Glutathione Gene Polymorphism Protects Against Pancreatic Cancer in Elderly
Each year in the United States, nearly 34,000 people are diagnosed with pancreatic cancer and some 32,000 of them will die within five years of diagnosis with about half dying within 6 months. The only known risk factor for the malignancy is smoking, and very little is known about how genetic and environmental factors interact to lead to the disease.

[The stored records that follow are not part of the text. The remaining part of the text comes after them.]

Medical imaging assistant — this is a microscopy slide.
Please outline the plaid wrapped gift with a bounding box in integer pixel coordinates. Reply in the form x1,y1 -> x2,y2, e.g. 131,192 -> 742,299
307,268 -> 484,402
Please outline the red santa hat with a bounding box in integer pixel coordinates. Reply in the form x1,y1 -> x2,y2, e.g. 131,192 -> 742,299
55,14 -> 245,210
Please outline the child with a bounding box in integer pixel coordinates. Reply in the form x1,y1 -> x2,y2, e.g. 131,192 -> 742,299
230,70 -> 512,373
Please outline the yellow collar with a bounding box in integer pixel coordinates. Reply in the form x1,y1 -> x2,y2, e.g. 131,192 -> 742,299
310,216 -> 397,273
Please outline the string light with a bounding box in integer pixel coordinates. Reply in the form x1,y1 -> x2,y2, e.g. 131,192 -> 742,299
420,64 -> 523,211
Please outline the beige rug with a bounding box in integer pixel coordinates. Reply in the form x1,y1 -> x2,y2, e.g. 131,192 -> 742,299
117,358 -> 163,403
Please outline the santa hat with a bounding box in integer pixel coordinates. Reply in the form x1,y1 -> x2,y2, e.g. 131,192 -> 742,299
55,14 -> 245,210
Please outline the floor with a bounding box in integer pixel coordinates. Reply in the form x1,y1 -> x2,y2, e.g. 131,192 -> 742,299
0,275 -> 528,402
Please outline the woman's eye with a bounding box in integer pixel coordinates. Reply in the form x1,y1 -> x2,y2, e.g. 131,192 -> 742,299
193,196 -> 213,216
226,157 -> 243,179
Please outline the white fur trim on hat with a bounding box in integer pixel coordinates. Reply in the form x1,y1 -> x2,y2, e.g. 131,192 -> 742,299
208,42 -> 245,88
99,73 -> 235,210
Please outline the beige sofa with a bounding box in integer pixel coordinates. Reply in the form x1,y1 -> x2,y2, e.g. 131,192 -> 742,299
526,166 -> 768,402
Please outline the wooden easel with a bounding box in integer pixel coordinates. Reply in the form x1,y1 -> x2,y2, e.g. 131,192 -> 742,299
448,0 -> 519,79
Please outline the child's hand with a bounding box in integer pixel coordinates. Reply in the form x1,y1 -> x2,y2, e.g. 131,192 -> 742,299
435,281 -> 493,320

An NIEHS-funded team of investigators hypothesized that genetic variations in the detoxifying enzyme glutathione S-transferase (GST) affect the detoxification of carcinogenic agents and chemotherapeutic agents in the pancreas, thus impacting the risk and survival of pancreatic cancer. They studied 352 pancreatic cancer patients and matched them to 315 healthy control subjects.
The study results show that older individuals with the GST polymorphism known as GSTP1*C had a reduced risk, and in 5-flurouracil treated patients, those with the GSTP1*C lived significantly longer, about six months. This study is believed to be the first to suggest a protective effect of GSTP1 polymorphisms in pancreatic cancer.
The authors conclude that genetic polymorphisms of GSTP1 could be one of several possible mechanisms that modify the risk of pancreatic cancer in older people and may affect the survival rate.
Citation: Jiao L, Bondy ML, Hassan MM, Chang DZ, Abbruzzese JL, Evans DB, Smolensky MH, Li D(http://www.ncbi.nlm.nih.gov/entrez/query.fcgi?db=pubmed&cmd=Retrieve&dopt=AbstractPlus&list_uids=17265526&query_hl=3&itool=pubmed_docsum . 2007. Glutathione S-transferase gene polymorphisms and risk and survival of pancreatic cancer. Cancer 109(5):840-848.